Rachat de Twitter: Elon Musk veut des garanties sur les faux comptes pour débloquer l'acquisition

  • Intervenant par vidéo lors d'une conférence lundi, M. Musk a estimé que les faux comptes représentaient au moins 20% des utilisateurs de Twitter
  • L'action du groupe reculait de 2,7% dans les échanges électroniques précédant l'ouverture de Wall Street

NEW YORK: Elon Musk conditionne à nouveau son rachat de Twitter à des garanties sur les bots et les spams: le patron de Tesla a indiqué que l'opération ne parviendrait pas à son terme tant qu'il n'aurait pas la preuve que moins de 5% des comptes sont des faux.

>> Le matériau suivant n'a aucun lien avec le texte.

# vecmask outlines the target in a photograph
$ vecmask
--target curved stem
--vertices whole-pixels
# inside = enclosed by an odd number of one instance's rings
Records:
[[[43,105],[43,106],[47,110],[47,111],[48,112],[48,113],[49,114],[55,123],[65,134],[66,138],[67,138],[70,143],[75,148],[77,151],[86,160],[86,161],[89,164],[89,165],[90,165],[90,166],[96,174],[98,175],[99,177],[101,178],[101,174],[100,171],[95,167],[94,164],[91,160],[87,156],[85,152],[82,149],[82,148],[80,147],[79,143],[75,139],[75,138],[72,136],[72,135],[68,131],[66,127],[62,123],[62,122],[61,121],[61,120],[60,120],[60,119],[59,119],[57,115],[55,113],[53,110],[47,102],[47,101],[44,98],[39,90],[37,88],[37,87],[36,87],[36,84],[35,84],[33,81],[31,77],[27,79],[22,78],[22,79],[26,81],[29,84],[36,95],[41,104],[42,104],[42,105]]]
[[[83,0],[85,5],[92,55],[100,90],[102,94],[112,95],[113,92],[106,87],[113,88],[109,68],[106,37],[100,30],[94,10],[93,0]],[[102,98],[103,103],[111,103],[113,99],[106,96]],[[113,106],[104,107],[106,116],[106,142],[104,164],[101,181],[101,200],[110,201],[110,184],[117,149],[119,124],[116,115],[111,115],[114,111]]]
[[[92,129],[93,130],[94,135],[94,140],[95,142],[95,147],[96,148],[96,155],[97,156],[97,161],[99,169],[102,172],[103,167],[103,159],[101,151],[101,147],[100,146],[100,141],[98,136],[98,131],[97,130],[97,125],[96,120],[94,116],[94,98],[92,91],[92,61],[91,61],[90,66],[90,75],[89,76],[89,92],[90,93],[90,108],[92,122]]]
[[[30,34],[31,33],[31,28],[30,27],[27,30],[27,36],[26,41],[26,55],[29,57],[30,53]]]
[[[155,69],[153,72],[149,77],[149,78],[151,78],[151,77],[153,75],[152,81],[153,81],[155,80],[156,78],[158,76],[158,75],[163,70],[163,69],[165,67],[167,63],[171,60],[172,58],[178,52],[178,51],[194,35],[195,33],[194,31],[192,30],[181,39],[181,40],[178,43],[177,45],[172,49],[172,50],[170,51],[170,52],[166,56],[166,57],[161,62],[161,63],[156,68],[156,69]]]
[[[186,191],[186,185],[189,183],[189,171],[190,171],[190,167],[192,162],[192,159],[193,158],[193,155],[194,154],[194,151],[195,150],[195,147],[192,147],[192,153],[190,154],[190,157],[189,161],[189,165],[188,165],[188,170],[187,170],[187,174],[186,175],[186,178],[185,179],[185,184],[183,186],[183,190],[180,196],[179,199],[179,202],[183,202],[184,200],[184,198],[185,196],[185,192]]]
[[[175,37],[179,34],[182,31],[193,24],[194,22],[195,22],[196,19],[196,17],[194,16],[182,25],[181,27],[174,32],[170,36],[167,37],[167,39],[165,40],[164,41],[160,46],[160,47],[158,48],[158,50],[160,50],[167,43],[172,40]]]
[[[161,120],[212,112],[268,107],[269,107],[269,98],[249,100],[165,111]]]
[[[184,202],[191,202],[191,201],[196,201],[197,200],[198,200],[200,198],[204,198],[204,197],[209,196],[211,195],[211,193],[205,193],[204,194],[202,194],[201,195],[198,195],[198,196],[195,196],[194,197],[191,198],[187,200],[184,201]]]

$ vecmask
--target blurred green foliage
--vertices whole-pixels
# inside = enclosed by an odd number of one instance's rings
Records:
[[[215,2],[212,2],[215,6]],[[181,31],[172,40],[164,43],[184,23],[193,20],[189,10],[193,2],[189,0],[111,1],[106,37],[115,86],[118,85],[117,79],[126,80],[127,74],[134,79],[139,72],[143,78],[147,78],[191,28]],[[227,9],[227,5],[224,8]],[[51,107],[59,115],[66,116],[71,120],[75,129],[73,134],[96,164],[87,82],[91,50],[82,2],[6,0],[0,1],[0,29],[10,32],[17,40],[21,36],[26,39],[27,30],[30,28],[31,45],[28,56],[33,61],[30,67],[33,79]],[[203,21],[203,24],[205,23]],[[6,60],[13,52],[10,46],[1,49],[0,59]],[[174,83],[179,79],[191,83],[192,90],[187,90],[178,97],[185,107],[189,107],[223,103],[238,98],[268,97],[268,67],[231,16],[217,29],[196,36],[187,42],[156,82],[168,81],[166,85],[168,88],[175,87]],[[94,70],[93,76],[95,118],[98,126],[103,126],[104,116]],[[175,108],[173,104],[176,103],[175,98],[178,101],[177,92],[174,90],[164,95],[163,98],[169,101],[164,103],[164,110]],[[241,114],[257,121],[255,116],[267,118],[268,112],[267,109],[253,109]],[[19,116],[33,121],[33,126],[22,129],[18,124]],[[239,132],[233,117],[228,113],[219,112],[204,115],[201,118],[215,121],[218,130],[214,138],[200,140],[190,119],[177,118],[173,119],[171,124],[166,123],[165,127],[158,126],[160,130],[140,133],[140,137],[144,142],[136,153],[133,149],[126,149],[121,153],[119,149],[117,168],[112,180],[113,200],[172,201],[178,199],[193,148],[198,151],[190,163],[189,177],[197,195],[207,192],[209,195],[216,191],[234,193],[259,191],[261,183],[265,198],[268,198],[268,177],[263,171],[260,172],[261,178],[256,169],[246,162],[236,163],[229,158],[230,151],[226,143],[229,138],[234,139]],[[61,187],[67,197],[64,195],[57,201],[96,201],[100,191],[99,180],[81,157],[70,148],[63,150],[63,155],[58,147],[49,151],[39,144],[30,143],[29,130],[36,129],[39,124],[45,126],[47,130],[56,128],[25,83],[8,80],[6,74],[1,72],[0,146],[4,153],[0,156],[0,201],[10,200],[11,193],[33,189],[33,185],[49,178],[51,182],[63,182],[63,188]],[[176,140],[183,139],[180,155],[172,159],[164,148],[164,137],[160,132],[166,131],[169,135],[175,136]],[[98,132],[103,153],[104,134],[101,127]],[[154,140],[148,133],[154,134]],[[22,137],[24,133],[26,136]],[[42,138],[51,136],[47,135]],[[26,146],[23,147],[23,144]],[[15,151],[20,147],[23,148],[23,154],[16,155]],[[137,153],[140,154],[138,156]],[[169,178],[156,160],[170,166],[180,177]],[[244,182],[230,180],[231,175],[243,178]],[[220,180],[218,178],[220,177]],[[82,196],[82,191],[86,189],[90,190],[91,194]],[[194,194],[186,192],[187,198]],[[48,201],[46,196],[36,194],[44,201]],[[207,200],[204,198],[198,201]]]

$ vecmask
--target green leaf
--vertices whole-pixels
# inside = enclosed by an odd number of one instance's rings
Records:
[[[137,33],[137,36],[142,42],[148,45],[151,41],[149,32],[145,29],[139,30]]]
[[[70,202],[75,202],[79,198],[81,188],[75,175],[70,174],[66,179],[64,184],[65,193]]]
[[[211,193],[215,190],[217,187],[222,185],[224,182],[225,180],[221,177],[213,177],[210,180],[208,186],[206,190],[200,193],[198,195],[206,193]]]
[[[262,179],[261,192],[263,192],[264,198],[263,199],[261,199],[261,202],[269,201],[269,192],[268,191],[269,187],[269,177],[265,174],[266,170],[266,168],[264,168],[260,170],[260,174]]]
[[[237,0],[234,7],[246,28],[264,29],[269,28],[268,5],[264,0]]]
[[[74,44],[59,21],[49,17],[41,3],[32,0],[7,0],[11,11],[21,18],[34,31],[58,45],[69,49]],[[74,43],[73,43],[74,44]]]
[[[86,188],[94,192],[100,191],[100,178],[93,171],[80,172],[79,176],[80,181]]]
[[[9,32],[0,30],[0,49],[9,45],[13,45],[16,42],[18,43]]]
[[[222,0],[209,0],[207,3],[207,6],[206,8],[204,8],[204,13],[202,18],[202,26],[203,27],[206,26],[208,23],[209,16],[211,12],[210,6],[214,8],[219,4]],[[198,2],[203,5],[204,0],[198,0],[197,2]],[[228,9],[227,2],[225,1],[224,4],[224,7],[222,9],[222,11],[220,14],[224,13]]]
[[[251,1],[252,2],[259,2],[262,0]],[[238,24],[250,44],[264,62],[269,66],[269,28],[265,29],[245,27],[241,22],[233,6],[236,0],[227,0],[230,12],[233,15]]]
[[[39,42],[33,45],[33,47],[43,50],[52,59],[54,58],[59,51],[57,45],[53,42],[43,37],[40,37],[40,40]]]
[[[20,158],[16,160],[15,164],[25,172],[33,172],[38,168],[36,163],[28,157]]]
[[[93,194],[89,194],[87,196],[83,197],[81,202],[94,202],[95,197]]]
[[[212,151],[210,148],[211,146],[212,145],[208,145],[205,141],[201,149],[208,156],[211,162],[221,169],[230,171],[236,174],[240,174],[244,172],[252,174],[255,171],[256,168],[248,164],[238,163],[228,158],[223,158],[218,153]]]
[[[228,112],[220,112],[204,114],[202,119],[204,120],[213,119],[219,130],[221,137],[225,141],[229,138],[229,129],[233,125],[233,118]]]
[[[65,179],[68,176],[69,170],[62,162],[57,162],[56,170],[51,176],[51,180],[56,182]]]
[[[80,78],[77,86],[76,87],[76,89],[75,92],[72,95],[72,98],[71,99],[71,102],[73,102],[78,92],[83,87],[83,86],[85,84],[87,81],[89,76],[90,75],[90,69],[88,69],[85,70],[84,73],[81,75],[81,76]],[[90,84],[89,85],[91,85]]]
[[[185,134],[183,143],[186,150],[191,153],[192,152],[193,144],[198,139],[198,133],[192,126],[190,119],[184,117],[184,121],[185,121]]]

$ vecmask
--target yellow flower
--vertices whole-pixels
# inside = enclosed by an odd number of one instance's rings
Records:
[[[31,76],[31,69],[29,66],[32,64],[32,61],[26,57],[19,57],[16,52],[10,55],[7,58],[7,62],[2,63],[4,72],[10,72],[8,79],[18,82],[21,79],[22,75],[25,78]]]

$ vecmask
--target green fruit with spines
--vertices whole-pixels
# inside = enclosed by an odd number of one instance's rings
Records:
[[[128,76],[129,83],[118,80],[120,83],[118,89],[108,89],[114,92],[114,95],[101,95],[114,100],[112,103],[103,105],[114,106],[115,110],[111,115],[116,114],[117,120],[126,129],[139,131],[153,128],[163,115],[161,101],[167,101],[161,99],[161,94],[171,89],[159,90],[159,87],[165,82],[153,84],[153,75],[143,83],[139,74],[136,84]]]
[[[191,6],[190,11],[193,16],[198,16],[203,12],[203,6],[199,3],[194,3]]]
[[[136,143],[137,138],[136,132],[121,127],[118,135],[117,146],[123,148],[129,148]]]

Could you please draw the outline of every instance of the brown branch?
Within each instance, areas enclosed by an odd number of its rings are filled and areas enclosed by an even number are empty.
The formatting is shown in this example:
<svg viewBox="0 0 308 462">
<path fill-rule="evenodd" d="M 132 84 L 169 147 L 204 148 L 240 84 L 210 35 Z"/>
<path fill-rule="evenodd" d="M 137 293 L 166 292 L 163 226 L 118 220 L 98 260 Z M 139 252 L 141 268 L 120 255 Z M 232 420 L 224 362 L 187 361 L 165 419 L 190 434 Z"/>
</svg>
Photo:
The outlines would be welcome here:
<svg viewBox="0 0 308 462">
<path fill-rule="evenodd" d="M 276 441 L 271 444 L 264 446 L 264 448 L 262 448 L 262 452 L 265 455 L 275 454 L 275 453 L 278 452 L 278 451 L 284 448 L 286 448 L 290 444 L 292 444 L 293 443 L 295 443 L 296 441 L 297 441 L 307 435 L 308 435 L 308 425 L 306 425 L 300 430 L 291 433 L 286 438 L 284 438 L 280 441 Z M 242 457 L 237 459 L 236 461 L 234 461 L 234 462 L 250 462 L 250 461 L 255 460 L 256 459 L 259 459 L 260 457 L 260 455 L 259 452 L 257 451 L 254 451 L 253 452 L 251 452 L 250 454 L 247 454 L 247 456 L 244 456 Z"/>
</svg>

"Le directeur exécutif de Twitter a refusé hier de prouver que moins de 5% des comptes étaient des faux", a tweeté mardi M. Musk, qui compte près de 94 millions d'abonnés sur le réseau social. "Jusqu'à ce qu'il le fasse, la transaction ne pourra pas aller de l'avant", a-t-il ajouté.

M. Musk fait référence aux explications fournies lundi par Parag Agrawal, le patron de Twitter, sur les mesures prises pour lutter contre les spams et les faux comptes.

M. Agrawal avait notamment indiqué que les chiffres de Twitter, selon lesquels moins de 5% des comptes de la plateforme sont des faux, sont "basés sur de multiples reproductions d'analyses humaines de comptes, qui sont sélectionnés de manière aléatoire".

Le fantasque entrepreneur avait répondu par un émoji en forme de crotte.

"Comment les annonceurs peuvent-il savoir ce qu'ils paient vraiment?", avait-il également tweeté en réaction au fil de M. Agrawal. "C'est une question fondamentale pour la santé financière de Twitter."

Intervenant par vidéo lors d'une conférence lundi, M. Musk a estimé que les faux comptes représentaient au moins 20% des utilisateurs de Twitter, selon l'agence Bloomberg et des tweets de personnes présentes à cet événement. 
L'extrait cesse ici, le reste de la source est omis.